What the split suggests

Read as a portfolio rather than a list, the week's drop suggests a company that is not choosing between defending the chemistry and defending the pack — it is filing on both in the same week. That two-layer pattern is consistent with how the storage market's competitive surface has widened. The active-material filings protect the part of the product that determines energy density and cost per kilowatt-hour at the cell level; the module, cooling, and venting filings protect the part that determines pack-level density, serviceability, and safety certification, where large stationary and vehicle deployments are actually won. Filing densely across both in a single drop is the documentary footprint of a supplier trying to hold ground at the electrochemistry layer and the module-integration layer at once.

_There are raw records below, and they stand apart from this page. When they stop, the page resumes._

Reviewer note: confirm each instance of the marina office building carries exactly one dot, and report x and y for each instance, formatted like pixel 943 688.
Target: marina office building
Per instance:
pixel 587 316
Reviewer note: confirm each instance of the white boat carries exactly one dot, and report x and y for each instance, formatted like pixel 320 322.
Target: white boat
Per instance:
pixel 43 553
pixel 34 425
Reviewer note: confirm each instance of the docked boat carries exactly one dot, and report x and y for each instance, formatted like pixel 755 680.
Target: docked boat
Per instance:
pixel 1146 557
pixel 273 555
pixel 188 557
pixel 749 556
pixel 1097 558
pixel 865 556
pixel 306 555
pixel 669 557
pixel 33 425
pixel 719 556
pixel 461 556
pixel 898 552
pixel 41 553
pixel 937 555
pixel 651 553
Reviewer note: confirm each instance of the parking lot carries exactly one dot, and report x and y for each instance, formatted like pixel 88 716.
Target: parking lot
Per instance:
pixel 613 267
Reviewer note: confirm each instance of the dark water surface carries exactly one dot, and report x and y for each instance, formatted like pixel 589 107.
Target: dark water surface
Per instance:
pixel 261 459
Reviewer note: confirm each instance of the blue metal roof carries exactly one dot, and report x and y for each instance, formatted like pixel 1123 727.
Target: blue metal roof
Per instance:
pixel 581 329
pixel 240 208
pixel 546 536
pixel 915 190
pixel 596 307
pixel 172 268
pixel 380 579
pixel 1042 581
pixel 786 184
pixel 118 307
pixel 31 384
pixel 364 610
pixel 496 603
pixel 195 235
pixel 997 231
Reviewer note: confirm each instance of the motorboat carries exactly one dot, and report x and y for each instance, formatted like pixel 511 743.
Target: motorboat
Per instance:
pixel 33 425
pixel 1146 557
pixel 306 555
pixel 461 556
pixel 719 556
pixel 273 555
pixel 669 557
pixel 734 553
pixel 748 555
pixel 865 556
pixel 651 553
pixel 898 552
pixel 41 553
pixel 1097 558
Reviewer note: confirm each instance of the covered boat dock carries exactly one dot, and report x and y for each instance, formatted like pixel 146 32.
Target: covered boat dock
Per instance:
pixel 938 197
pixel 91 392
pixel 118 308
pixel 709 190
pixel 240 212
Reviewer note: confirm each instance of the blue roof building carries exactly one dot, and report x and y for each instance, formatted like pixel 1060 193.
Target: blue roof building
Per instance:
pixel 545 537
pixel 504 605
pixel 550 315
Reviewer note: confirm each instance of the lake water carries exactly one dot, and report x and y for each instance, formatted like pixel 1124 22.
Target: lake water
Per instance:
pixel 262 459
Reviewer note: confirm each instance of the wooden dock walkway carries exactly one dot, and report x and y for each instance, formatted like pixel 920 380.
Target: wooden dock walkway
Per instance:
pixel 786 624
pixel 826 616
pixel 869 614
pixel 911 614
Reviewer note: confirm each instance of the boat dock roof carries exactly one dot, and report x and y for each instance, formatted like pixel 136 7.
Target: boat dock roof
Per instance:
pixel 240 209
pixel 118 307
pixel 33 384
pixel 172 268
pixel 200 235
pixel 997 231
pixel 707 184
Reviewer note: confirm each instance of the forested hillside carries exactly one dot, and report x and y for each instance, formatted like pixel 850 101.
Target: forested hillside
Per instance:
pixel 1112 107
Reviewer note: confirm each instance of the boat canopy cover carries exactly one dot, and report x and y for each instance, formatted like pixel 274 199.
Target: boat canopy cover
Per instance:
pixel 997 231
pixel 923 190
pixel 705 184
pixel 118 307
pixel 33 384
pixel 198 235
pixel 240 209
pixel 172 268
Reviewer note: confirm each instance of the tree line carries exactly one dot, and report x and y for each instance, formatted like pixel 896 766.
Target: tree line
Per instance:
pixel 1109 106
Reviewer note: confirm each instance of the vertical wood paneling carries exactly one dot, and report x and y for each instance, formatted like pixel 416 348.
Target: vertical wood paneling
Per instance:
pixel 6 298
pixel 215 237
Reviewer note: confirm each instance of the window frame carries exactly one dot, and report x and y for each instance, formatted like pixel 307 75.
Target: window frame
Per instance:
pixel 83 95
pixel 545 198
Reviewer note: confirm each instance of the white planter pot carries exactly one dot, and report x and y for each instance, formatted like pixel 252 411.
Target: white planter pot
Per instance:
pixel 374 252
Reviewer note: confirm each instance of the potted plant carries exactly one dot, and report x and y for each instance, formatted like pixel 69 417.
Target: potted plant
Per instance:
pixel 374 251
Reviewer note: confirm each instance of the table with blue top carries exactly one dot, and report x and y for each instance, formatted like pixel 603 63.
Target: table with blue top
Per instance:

It is worth being precise about what this is and is not. These are published applications, not granted patents; publication means the filings have cleared the eighteen-month window and entered the public record, not that any claim has been examined or allowed. The 30 applications are also what LG Energy Solution chose to disclose this week — a sample of its R&D activity, not a census — and a filing's appearance in the record says nothing about which design ships in a commercial product or when. What the data does support is a grounded, count-based read: in the June 25 publication drop, LG Energy Solution is the most prolific battery assignee, and its applications are split between Li-ion cell chemistry and pack thermal-and-enclosure engineering. The split is the signal. A cell supplier filing this broadly, across the electrochemistry and the module that contains it, is documenting in the public record that it intends to compete on both layers at once.